Furthermore, interactions between the complexes and DNA were investigated by viscosity measurement that is regarded as the most effective means to study intercalative binding mode of DNA in solution.[43,44]The viscosity of DNA is sensitive to changes in DNA length upon interaction with a molecule and the solution viscosity (η/η ₀) and DNA length (L /L ₀) are related by the equation (L /L ₀)= (η/η ₀)^1/3.[46,47]A classical intercalative mode causes a significant increase of viscosity of the DNA solution due to a larger separation of intercalated base pairs leading to an increase of overall DNA length. In contrast, a molecule that binds exclusively in the DNA groove by partial and/or non-classical intercalation (i.e., electrostatic interaction or external groove-binding), a bend or kink in the DNA helix may be promoted leading to a slight shortening of its effective length. In this case, the change in viscosity of the DNA solution is less pronounced or there is no change at all.[45‐47] As indicated in Figure 12, the viscosity of complexes 2 increases with the increasing ratio of complex to CT-DNA. These results support the hypothesis that complexes 2 bind to CT-DNA by intercalation,[48,49]resembling the binding mode of EB to CT-DNA. In comparison to ethidium bromide, the relative viscosity is slightly lower for complexes 1. The decrease in viscosity of DNA on addition of complexes 1a and 1b is indicative of electrostatic/covalent interaction.[50]It may be due to the presence of four non-planar ligand moieties in complexes (1), which probably play a key role to interact with DNA in electrostatic/covalent binding mode.

Figure 12

Change in the relative viscosity (η/η _o)^1/3 of CT-DNA as a function of r, the molar ratio of the complex to the DNA base pairs.

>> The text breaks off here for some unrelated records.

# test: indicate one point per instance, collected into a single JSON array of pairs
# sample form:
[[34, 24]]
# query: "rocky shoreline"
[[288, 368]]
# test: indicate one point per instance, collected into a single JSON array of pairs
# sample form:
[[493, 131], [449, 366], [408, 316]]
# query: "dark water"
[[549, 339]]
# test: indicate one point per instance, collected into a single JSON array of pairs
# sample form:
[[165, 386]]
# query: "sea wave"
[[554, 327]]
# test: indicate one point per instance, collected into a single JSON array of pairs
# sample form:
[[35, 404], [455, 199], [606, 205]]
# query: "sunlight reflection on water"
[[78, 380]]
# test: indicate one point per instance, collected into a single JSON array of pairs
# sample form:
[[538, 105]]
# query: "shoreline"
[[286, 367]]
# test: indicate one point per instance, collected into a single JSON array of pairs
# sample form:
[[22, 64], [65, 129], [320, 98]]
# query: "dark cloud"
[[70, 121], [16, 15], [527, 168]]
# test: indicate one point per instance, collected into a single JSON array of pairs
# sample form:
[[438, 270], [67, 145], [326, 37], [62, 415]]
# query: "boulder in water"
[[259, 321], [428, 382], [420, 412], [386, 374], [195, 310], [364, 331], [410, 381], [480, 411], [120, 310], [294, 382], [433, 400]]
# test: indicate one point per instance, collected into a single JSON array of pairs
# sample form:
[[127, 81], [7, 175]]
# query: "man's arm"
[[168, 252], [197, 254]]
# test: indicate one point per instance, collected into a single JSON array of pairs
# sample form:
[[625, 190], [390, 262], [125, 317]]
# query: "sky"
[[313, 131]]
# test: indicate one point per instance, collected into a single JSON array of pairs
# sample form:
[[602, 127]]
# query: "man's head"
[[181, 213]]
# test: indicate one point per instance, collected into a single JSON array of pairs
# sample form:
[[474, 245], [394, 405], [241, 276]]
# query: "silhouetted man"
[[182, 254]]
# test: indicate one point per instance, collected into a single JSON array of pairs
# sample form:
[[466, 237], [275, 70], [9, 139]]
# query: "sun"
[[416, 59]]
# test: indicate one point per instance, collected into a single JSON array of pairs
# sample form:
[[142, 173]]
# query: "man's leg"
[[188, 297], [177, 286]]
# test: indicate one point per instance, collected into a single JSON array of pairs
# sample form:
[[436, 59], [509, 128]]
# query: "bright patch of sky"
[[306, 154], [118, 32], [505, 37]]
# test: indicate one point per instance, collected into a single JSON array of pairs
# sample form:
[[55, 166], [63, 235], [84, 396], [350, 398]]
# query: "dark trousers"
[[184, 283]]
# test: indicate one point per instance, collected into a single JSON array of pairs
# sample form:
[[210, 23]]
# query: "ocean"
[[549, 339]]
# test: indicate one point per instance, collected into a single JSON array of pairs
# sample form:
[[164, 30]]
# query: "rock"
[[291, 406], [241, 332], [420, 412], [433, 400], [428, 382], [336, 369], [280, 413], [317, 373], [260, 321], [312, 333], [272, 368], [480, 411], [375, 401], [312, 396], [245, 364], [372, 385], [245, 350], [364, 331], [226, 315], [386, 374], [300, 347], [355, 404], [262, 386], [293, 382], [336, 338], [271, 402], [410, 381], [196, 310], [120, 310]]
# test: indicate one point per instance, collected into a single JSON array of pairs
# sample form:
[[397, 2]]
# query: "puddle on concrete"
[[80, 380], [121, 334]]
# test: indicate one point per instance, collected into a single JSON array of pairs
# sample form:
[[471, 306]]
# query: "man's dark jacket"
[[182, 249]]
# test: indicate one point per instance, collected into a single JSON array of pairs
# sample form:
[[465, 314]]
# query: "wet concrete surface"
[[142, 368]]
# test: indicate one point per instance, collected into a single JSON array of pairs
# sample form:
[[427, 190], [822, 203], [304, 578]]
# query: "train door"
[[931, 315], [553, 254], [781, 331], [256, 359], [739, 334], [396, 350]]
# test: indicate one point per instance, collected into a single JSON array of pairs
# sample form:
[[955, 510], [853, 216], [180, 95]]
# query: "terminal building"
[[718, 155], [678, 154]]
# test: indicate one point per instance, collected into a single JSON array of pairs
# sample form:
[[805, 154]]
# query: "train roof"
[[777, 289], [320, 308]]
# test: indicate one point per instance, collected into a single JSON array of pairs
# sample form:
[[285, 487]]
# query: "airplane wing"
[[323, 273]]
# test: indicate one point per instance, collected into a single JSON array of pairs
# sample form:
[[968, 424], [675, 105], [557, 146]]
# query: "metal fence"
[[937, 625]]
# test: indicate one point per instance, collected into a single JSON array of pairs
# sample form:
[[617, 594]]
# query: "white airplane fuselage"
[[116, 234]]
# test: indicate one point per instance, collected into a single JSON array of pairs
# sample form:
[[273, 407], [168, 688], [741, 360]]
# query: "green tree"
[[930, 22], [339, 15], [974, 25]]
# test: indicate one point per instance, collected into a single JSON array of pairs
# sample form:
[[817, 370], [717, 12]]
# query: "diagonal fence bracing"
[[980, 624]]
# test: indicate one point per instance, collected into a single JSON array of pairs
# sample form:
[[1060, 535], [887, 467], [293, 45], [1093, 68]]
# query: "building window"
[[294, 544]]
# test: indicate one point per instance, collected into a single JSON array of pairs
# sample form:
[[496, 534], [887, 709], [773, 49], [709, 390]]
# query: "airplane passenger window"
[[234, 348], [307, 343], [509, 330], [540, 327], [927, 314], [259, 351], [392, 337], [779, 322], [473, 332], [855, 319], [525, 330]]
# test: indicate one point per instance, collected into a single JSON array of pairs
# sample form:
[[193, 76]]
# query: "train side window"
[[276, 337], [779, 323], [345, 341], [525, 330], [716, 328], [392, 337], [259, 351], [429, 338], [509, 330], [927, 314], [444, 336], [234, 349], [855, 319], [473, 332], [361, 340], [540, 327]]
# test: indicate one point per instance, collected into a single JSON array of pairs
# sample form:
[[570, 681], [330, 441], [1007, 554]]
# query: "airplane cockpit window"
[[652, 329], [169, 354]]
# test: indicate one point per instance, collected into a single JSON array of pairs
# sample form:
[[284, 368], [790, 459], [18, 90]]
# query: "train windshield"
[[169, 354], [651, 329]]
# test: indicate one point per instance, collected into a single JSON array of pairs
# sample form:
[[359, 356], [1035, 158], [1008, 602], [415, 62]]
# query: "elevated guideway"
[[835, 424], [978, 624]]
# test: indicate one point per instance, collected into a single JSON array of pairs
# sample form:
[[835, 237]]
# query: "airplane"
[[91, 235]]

The effect of increasing amount of the concentration of complex, 1a ( ), 1b ( ), 2a ( ), 2b ( ), and EB ( ) on the relative viscosity of CT-DNA.

4 Conclusions

Carboxamide ligands (L ¹ and L ²) obtained in situ from pyridine-2-carboxylic acid with furfuryl amine and 2-thiophenemethyl amine were reacted with perchlorate and nitrate salt of cadmium(II), separately, to afford four mononuclear cadmium complexes of formula [Cd(L )₄](ClO₄)₂ (L = 1a and 1b) and [Cd(L )₂(ONO₂)₂] (L = 2a and 2b). The X-ray structural analysis indicated that the composition is anion dependent: in fact, perchlorate remained uncoordinated while the more coordinating nitrate anion is bound to cadmium(II) ion leading to cationic and neutral complexes, respectively. In this work, the detailed study is reported on the binding of complexes with CT-DNA, investigated by electronic absorption titrations, fluorescence spectroscopy, as well as by viscosity measurements, which indicated that complexes of different composition interfere differently with DNA. Actually weak electrostatic/covalent binding is detected with cationic complexes 1a and 1b, while neutral complexes 2a and 2b bind to DNA via intercalation mode. However, the binding constants of these four eight coordinated cadmium(II) complexes are comparable to those of the previously reported six/five coordinated cadmium(II) complexes,[36‐39]but in some cases, the observed values are somewhat higher than those reported[51‐53](Table S2 in Supplementary Information). The observed values listed in Table S2 clearly indicate that the five/six coordinated cadmium(II) complexes more strongly bound than the seven coordinated (K_b = 3.00 × 10 ³ M⁻¹)[52] and eight-coordinated (K_b = 2.1 × 10 ³ M⁻¹)[53] cadmium(II) complexes; i.e., with increase of coordinated group ligated with Cd(II) centre, decrease of binding constants (K_b) was observed, but it is not valid in our case though the complexes are eight coordinated cadmium(II) complexes. Here, it is noteworthy to mention that both type of the complexes (1 and 2) are eight coordinated cadmium(II) complexes and they strongly interact with CT-DNA, comparable to the interaction of five and six coordinated cadmium(II) complexes.